The Wall Street Journal reviews Cloud Cuckoo Land by Anthony Doerr (Scribner; LJ starred review): “perhaps not entirely knowingly, this great novel also raises disquieting questions: What happens when the stories are no longer enough to allow us to “slip the trap”? When we are flooding in some places, burning in others, and a friend’s virus-laden laugh might kill us? …We say that we tell ourselves stories in order to live, but maybe that resonant axiom is the most desperately needed story of all.” Also, Rogues’ Gallery: The Birth of Modern Policing and Organized Crime in Gilded Age New York by John Oller (Dutton): “provides useful context for today’s continuing conversation about the importance and limits of policing—and even what constitutes a crime. Reformers, including Roosevelt, regarded saloonkeepers who opened their doors on Sunday as criminals—though the elites had access to Sunday drinks at their private clubs. Meanwhile, cops sympathized with the saloonkeepers and were happy to look the other way—for a price. Hypocrisy fostered corruption. Another meaningful lesson for today.”

Briefly Noted

LibraryReads and LJ offer read-alikes for patrons waiting to read Cloud Cuckoo Land, by Anthony Doerr (Scribner; LJ starred review), this week’s buzziest book.

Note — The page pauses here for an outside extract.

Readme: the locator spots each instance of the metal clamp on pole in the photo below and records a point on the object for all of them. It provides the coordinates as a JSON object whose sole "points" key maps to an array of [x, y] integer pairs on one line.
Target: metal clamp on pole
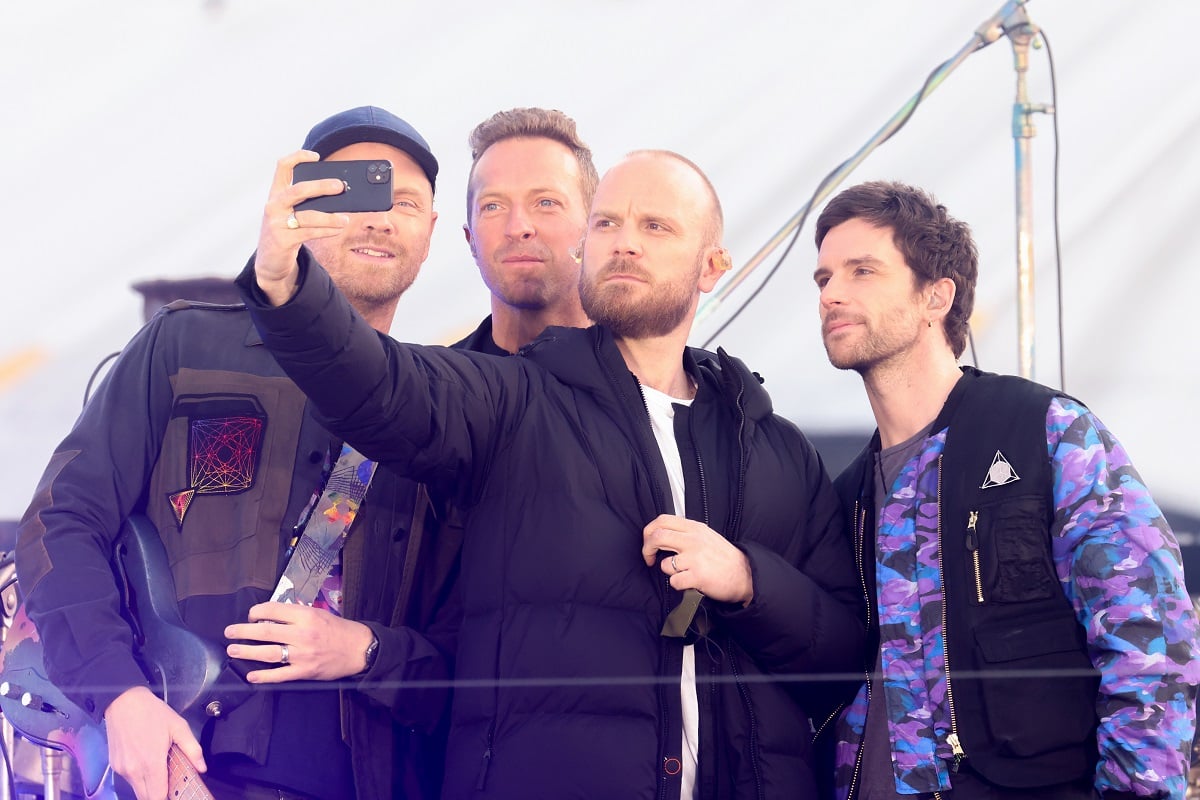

Doerr shares elements of inspiration for Cloud Cuckoo Land (Scribner; LJ starred review) with Entertainment Weekly’s literary mood board. 

The October Loan Stars list is out, featuring #1 pick, The Last Guest by Tess Little (Ballantine). 

USA Today has a Q&A with Stevie Van Zandt about his memoir, Unrequited Infatuations (Hachette), and his loyalty to Springstein.

Kat Dennings talks with Entertainment Weekly about voicing Death for the Audible release of Neil Gaiman’s The Sandman ACT II, also out on Audio CD.

Bustle has a Q&A with Anita Hill, Believing: Our Thirty-Year Journey To End Gender Violence (Viking), about "leaving Capitol Hill, students who doubted her, and the moving goal posts of justice."

Variety has an interview with Amanda Gorman, Change Sings: A Children's Anthem (Viking Books for Young Readers), on"building up joy and embodying who you are."

Slate profiles Crossroads by Jonathan Franzen (Farrar; LJ starred review), saying it "does everything a great novel should do."

The Millions profiles Jay Caspian Kang and his forthcoming book, The Loneliest Americans (Crown), which comes out October 12, “during what could be called ‘a moment’ in Asian American publishing.”

FoxNews reveals details from Bourdain: The Definitive Oral Biography by Laurie Woolever (Ecco).

NPR picks 5 books for October.

NYT suggests 14 new books coming in October.

The Washington Post has 10 books to read in October. And, 7 books about books. 

Buzzfeed has 10 books by Latinx authors.

LitHub has "September’s Best Reviewed Memoirs and Biographies."

Vogue shares "The Five Books That Changed Amanda Peet’s Life."

T&C has "The Top 20 Scary Movies on HBO Max" and "The Best Halloween Movies on Netflix Right Now", just in time for Halloween displays.

CrimeReads suggests 8 books that exemplify the “rise of domestic gothic.” And, also asks “Do Bookless Libraries Signal The End of The Printed Word?”

Authors On Air

NPR’s Fresh Air talks with Anita Hill, Believing: Our Thirty-Year Journey To End Gender Violence (Viking), about sexual harassment.

Karl Ove Knausgaard features on NPR's All Things Considered, discussing his latest book, The Morning Star (Penguin Pr.).

NPR’s Book of the Day talks with Harlem Shuffle author Colson Whitehead (Doubleday; LJ starred review), about his book’s protagonist.

Salon writes about Ta-Nehisi Coates' interview about banned books on CBS's Monday Morning. Watch the interview here

The Last Mrs. Parrish by Liv Constantine (Harper; LJ starred review) will be adapted into a film at NetflixVariety reports.